We bought the class a box of cakes, swapped email addresses and said our goodbyes after having rescued them from twenty minutes of nutrition. I suppose if I have any misgivings about the trip as a whole, it would be the questions I continually asked myself which included: why were people coming to Laos?, and who benefits? One theory at least is that tourist dollars help the local economy and that some of this money will filter down to the average Laos person. Looking at the condition and teaching materials at the local school I struggled to see any immediate evidence of this. What's more - having lived in SE Asia for nearly a decade now, I've seen families that have become rich on tourist dollars - the fortunate ones that have land, or a house in just the right location, and my impression in most cases has been that these families tend not to share their wealth with their less fortunate neighbours. And then of course there is the system of patronage and corruption common in Asia which usually means that by the time tourist dollars have trickled down to the 'average' person, a large percentage has been siphoned off at the top.

The nightmarket in Luang Prabang

The central night market in Luang Prabang is remarkably well organised and suspiciously homogenous in the goods that are on offer. I would have liked to ask the vendors who they bought their crafts from and how much they paid to rent their spot in the market. I guess the other reason people visit a country like Laos is to experience the culture - to see how other people live and perhaps to learn something about the hardship experienced by those living in a developing country - in particular the minority areas. The trouble I have with this explanation is that Laos is a 'developing' country for some very good reasons. I'm not an expert on the history of the region, but after just a little reading on the topic it's easy to see how the recent and tragic history of Laos (as well as Cambodia and Vietnam) explains a lot in terms of its lack of development.
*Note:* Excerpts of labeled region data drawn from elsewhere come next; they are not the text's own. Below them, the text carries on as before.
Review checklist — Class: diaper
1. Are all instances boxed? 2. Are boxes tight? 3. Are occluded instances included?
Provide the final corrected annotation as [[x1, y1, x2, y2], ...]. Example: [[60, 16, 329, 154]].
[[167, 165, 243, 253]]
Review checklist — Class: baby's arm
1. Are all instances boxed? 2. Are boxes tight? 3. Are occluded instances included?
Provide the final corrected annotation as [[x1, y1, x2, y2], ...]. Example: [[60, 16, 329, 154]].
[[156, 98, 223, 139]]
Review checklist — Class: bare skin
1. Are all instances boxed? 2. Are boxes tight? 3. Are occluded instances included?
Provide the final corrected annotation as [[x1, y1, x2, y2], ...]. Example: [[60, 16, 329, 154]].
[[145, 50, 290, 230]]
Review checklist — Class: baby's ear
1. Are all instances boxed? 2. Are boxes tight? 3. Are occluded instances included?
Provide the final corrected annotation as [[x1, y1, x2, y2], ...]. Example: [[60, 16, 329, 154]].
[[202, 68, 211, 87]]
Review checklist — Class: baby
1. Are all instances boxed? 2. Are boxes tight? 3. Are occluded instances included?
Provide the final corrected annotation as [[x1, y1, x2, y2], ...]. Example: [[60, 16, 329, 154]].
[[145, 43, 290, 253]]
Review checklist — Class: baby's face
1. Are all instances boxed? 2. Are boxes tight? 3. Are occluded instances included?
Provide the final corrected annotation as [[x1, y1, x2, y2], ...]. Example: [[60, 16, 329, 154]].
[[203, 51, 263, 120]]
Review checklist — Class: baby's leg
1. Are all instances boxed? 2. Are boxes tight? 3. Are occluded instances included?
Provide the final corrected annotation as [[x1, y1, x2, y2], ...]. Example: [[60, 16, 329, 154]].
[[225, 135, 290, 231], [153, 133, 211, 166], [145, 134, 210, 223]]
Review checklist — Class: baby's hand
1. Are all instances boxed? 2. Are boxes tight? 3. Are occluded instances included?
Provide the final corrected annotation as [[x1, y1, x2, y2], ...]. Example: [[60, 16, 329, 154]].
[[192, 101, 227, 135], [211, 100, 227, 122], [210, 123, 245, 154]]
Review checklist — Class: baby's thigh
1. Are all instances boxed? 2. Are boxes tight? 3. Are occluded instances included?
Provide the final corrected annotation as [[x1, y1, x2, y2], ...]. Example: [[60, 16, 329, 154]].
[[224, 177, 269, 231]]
According to the CIA world factbook the average life expectancy in Laos is just 56 years. So does this mean that as tourists, we are benefiting from a tragic past? That we're able to travel back in time to see the 'real Laos' - people in villages living a subsistence existence because of the chess piece wars and conflict in the region that stunted the development of a country which should otherwise have prospered? I'm not sure, and that's probably a simplistic view of the complex combination of conflict, culture, religion and environment that have helped to create and shape the country as it is today. So would I go back? Yes I would. The people are truly friendly and welcoming. I'd love to spend more time in Laos travelling and talking to people about how they live and the changes occurring in their country. For now at least I'll have to accept that after such a short trip - I'm barely qualified to comment, and close to justifiably being accused of being a 'flash-packer' in Luang Prabang for four days :-)

A collection of some of the pictures I took in Luang Prabang can be found here.


Nice pictures, Tony. I want to leave the cold German weather and go back to South East Asia. :-(

Wow! You have some skills with a camera. Great read, beautiful photos!